I read this volume long ago. I have since replaced it with a more comprehensive collection of Lovecraft’s works. This seems like a cash-grab by Library of America, rather than a proper treatment of this writer’s stories. 

You can find a cheaper, larger complete tales edition by Chartwell classics. It’s 1112 massive pages compared to the 800 here. It claims completeness but contains fewer than 60 works. If you’re like me, and feel the need to really read all of this man’s unsettling stories, you will need to look elsewhere – there are many ebook editions with rare stories, letters and collaborations. In truth, Lovecraft wrote many thousands of letters and too many stories to bind in one volume, though his fame increases with time, his talent can be gleaned from a few clever and disturbing examples. You don’t really need to worry about the clunkier, earlier tales.

Examining his sentences, dialogue or character choices are not necessarily a productive or enlightening exercise. But letting the stories wash over your unprepared mind, sinking into the whirling storm of imagery he conjures, and dreaming and revisiting the haunting, unimaginable dilemmas his stories continually present, is well worth the headache of trying to understand him as a writer, which very few probably ever will.

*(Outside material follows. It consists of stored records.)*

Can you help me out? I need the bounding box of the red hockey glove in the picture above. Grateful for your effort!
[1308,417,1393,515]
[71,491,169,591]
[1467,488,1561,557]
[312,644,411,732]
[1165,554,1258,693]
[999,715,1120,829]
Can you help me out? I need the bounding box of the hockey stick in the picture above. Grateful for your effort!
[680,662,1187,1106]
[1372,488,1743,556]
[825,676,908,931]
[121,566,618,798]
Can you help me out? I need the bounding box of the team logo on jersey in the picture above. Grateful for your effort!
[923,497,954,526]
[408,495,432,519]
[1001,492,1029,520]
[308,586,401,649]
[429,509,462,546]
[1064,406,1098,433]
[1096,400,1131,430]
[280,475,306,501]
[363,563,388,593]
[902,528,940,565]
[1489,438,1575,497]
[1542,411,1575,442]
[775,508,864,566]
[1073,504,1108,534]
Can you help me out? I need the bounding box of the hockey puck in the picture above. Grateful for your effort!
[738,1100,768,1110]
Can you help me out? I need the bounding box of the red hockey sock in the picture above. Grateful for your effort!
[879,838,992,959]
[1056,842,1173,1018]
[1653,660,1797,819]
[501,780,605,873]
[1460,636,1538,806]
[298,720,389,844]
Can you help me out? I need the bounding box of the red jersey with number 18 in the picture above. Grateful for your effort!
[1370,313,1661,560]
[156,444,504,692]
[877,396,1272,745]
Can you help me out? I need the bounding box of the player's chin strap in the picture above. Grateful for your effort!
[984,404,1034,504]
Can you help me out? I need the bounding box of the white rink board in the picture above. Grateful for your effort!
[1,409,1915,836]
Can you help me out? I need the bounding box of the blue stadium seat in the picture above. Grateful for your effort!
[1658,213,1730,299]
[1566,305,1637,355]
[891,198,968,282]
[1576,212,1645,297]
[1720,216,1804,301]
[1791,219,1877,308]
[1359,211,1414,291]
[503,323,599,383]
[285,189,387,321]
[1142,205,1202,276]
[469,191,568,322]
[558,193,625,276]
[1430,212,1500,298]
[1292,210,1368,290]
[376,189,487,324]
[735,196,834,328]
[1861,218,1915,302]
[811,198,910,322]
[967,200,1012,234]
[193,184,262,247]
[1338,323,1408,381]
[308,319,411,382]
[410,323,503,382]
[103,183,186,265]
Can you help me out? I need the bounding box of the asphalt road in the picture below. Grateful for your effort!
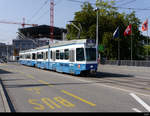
[0,62,150,112]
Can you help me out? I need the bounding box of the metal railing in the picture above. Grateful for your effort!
[101,60,150,67]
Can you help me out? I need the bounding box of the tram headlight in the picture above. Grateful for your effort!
[78,64,80,68]
[90,65,93,68]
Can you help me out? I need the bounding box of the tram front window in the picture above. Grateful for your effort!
[86,48,96,61]
[76,48,85,61]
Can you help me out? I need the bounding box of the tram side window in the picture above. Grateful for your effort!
[37,52,43,59]
[26,54,31,59]
[32,53,36,60]
[64,49,69,60]
[69,50,74,62]
[56,50,60,59]
[46,51,48,59]
[60,52,64,60]
[50,51,52,59]
[41,52,44,59]
[37,53,40,59]
[19,55,22,59]
[76,48,85,61]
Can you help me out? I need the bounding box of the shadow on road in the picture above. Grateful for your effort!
[0,69,12,75]
[5,83,49,88]
[80,71,134,78]
[96,72,134,78]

Like Poe, and Blackwood, Lovecraft is occasionally genuinely frightening. The uniquely thrilling aspects of his supernatural storytelling are often imitated but rarely equaled. Once you have savored the wonder and elegance of his most famous works, check out Clark Ashton Smith, who was a poet through and through and Arthur Machen, who took on the same subjects, but wrote more for aesthetic appreciation. There are a lot of purveyors of the weird these days, but Lovecraft may forever remain the king on the ‘mountain of madness.’